The Saint Mary-of-the-Woods Providence Juniorate/Aspirancy has an active group on Facebook and is managed by Barb Kovats Tuttle. You must send a request to join. Get started here! As soon as Barb sees your request, she will add you to this group.

For reunion information, you can contact Barb Kovats Tuttle at barbkt@tampabay.rr.com for more information.

History of the Providence Juniorate/Aspirancy

Foley Hall at Saint Mary-of-the-Woods, Indiana.

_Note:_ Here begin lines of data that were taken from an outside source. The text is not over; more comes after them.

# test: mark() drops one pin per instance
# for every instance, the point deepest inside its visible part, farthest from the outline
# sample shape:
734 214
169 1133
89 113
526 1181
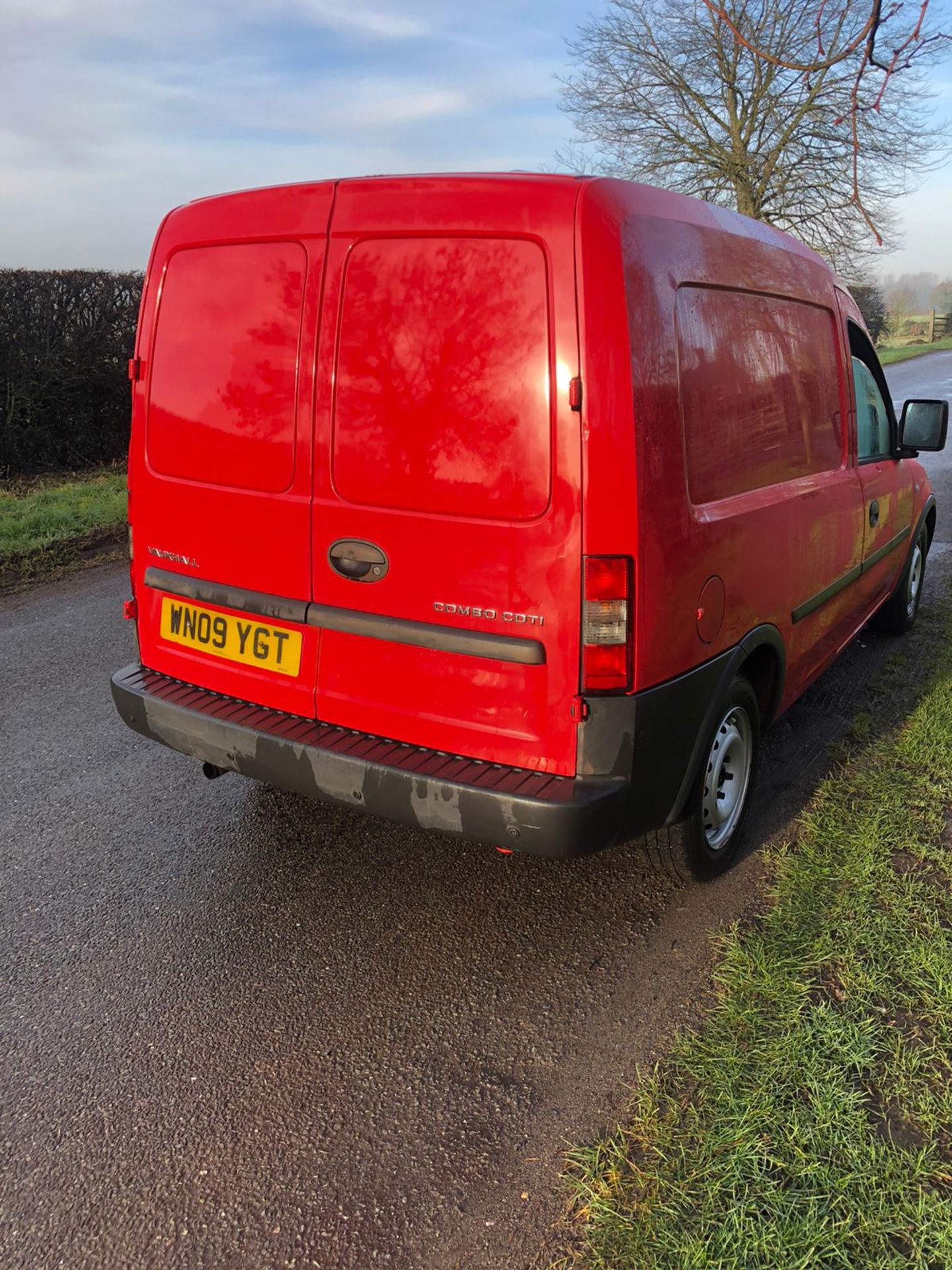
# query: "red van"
508 506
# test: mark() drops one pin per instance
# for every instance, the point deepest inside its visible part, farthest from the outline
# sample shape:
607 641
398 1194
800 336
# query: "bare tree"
778 108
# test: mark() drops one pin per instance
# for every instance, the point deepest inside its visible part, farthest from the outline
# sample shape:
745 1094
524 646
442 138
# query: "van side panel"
767 546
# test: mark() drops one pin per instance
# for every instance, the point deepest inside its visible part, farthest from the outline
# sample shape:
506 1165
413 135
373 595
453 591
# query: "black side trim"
397 630
834 588
508 807
227 597
659 737
826 593
885 549
400 630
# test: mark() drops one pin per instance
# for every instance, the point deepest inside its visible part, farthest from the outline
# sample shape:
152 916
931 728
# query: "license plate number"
235 639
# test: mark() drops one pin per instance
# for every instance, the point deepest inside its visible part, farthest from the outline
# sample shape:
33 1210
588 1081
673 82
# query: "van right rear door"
446 520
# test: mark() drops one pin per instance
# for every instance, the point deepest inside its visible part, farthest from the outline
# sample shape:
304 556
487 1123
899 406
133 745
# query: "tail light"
606 624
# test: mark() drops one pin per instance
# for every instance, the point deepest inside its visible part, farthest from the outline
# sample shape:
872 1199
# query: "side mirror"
924 425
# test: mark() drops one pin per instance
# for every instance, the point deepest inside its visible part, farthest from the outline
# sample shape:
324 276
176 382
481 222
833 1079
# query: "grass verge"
902 355
54 524
809 1122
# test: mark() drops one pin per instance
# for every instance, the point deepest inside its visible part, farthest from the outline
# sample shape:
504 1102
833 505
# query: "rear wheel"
709 840
898 614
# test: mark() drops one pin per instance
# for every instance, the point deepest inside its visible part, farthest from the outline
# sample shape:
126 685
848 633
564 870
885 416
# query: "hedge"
65 342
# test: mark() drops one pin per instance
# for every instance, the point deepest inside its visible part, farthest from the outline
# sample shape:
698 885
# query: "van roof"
626 194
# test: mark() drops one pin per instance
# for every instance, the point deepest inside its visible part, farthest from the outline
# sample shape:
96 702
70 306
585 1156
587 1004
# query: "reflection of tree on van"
871 415
444 378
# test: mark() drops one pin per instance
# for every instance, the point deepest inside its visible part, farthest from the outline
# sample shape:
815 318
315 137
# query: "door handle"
357 560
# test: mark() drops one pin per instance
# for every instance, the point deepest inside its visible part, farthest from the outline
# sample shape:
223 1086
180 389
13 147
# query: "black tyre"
898 614
710 837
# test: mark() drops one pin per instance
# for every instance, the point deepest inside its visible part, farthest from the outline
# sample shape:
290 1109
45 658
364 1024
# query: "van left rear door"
221 456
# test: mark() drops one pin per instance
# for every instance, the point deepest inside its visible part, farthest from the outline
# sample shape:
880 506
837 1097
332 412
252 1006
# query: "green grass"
902 355
808 1124
48 524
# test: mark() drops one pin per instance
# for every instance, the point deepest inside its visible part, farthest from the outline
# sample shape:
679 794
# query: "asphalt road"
243 1031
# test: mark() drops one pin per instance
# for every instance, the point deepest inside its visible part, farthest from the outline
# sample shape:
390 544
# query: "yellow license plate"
237 639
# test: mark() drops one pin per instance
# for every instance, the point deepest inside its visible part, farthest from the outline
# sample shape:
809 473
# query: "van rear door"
446 524
220 462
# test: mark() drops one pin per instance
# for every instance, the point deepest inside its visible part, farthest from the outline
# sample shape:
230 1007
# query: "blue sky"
113 111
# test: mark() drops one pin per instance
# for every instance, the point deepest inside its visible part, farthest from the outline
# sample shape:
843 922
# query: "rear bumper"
506 807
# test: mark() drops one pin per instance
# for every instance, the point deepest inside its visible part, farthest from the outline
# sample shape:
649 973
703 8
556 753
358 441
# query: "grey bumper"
506 807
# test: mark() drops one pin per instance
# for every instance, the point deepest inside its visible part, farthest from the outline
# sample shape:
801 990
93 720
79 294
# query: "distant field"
55 523
906 351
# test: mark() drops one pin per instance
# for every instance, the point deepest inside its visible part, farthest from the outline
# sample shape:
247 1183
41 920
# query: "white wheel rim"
916 578
727 778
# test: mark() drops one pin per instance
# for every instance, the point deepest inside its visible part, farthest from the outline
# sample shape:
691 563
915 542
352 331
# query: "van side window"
760 392
873 418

In 1930, Mother Mary Raphael Slattery, having closed Saint Mary-of-the-Woods Academy and moved it to Ladywood in Indianapolis, planned to open Providence Juniorate at Saint Mary-of-the-Woods. The institution of minor seminaries had become an accepted phase of clerical life in the United States, and many communities of women religious were led to open similar high schools in connection with their novitiates. Providence Juniorate (or Aspirancy, as it was renamed after the initiation of the Sisters Formation Program) became accredited and was eminently successful through the 1930s, 40s and 50s. The Fathers of Vatican II addressed reforms in seminary life and suggested that future seminarians do normal activities in high school and have frequent contact with their families. The sisters also began to recommend that young women interested in religious life attend high school at home. Diocesan high schools were becoming plentiful. For this reason, the Aspirancy closed in 1965. Almost 900 young women had received all or part of their education there. Thirty eight percent entered the Novitiate and 75 percent remained to become professed members of the Congregation.